Being a serious and contagious disease, meningitis is capable of causing sequelae and even death. Vaccination is the most effective way to prevent infection. For meningococcal meningitis, the following vaccines are available:
- Meningococcal C (Conjugate): protects against meningococcal disease caused by serogroup C. Vaccination schedule: 1st dose at 3 months of age; 2nd dose at 5 months of age and booster at 12 months of age;
- Meningococcal ACWY (Conjugate): protects against meningococcal disease caused by serogroups A, C, W and Y. Vaccination schedule: one dose in adolescents aged 11 and 12, depending on vaccination status.

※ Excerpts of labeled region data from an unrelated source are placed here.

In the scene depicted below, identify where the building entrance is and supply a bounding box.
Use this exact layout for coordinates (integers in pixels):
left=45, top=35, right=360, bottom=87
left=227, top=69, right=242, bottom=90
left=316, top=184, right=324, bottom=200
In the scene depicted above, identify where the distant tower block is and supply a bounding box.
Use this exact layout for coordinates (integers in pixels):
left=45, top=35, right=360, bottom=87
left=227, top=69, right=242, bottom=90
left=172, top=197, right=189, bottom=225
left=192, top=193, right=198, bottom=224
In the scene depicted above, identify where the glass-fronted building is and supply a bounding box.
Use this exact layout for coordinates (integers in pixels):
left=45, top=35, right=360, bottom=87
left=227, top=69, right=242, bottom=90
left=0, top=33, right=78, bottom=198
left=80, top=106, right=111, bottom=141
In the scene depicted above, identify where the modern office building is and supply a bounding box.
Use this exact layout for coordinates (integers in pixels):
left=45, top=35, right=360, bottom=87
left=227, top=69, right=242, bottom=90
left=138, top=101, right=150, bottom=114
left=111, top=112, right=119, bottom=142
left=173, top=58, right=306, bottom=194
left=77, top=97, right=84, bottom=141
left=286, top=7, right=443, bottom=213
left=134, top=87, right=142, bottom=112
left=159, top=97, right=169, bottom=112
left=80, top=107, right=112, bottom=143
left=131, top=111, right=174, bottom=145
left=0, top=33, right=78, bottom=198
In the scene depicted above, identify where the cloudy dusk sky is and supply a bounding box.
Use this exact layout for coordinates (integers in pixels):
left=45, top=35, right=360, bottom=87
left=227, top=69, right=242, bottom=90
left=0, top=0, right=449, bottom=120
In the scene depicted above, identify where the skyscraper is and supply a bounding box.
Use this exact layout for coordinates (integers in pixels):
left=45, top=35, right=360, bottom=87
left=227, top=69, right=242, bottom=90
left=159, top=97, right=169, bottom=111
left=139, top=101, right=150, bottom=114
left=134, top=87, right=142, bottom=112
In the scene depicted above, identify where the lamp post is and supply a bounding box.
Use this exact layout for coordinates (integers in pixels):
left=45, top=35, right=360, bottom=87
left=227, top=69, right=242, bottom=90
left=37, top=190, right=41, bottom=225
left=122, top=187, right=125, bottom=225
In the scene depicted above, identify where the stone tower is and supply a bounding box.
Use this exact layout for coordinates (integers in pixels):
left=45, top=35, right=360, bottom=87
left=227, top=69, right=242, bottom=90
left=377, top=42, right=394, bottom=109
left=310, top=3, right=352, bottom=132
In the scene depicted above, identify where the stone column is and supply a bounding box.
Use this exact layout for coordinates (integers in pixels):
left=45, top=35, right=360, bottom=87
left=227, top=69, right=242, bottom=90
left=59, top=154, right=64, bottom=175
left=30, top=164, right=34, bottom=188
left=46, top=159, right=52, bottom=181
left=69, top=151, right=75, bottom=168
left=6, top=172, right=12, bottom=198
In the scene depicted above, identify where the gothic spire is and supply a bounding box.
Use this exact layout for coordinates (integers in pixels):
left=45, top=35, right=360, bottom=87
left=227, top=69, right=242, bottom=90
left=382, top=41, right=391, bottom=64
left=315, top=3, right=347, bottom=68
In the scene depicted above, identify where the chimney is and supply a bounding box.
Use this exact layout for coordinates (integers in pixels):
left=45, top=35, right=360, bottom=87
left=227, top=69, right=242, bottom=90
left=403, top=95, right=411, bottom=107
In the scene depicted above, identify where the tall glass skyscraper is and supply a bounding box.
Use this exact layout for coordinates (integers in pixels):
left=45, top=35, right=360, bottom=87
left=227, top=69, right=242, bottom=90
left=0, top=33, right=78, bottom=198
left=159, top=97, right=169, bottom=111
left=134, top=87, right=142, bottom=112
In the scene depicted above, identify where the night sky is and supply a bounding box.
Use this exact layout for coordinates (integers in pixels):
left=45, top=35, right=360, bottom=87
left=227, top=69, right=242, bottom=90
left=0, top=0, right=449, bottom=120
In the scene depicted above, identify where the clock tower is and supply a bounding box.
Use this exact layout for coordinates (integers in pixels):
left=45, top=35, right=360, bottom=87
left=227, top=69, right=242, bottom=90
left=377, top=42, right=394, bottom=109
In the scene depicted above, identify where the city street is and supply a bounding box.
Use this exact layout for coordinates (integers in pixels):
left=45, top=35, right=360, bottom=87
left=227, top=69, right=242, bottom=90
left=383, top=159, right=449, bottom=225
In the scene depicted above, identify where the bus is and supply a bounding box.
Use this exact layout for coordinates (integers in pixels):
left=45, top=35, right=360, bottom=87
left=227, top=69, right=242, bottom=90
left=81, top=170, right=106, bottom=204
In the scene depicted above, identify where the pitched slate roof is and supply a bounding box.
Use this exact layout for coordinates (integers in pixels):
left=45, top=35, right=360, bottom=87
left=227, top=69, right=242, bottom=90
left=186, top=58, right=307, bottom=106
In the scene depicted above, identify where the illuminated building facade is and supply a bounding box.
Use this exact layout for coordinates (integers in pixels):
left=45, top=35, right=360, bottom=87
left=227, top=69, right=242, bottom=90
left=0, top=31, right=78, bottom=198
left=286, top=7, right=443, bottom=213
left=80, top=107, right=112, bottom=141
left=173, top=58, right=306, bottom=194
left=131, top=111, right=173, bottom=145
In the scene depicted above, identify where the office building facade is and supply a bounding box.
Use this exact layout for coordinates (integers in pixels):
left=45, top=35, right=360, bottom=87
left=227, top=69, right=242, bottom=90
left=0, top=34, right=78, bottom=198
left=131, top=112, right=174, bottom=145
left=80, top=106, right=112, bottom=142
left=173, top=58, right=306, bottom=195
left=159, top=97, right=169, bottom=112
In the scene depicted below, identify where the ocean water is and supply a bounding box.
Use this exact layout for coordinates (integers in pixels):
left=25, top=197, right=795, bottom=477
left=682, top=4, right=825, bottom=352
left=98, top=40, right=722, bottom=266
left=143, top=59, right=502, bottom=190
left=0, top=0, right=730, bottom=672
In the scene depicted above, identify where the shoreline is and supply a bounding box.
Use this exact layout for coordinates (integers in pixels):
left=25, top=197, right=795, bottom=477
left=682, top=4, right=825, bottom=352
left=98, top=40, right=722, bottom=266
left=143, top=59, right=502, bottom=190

In addition, bacterial meningitis caused by other forms can be prevented by these five vaccines:
- BCG: protects against severe forms of tuberculosis, including tuberculous meningitis. Vaccination schedule: single dose (at birth);
- Penta: protects against invasive diseases caused by Haemophilus influenzae serotype B, such as meningitis and also against diphtheria, tetanus, whooping cough and hepatitis B. Vaccination schedule: 1st dose at 2 months of age; 2nd dose at 4 months of age and 3rd dose at 6 months of age;
- 10-Valent Pneumococcal (Conjugated): protects against invasive diseases caused by Streptococcus pneumoniae, including meningitis. Vaccination schedule: 1st dose at 2 months of age; 2nd dose at 4 months of age and booster at 12 months of age;
- 23-Valent Pneumococcal (Polysaccharide): protects against invasive diseases caused by Streptococcus pneumoniae, including meningitis. One dose is sufficient to provide protection against the pneumococcal serotypes contained in the vaccine. It is available to the entire indigenous population over 5 years of age, without proof of the 10-valent pneumococcal vaccine (Conjugate). For the population over 60 years of age (institutionalized), revaccination is indicated only once, and should be performed 5 years after the initial dose;13-Valent Pneumococcal (Conjugated): protects against invasive diseases caused by Streptococcus pneumoniae, including meningitis. This vaccine is available at the Reference Centers for Special Immunobiologicals (CRIEs) for the following special groups: individuals ≥ 5 years of age, including adults with HIV/AIDS conditions, cancer patients, solid organ transplants and hematopoietic stem cell transplant recipients. (bone marrow)
The National Immunization Program (PNI) is also making the meningococcal C vaccine available to unvaccinated children up to 10 years of age and to health workers. Likewise, the meningococcal ACWY vaccine is being offered temporarily to unvaccinated adolescents 11 to 14 years of age .
The meningococcal ACWY (Conjugated) vaccine is available on the National Vaccination Calendar for 11- and 12-year-olds, but by June 2023 13- and 14-year-olds will also be able to get vaccinated. The expansion aims to reduce the number of carriers of the bacteria in the nasopharynx.
The age group with the highest risk of illness are children under one year of age, however, adolescents and young adults are primarily responsible for maintaining the circulation of the disease.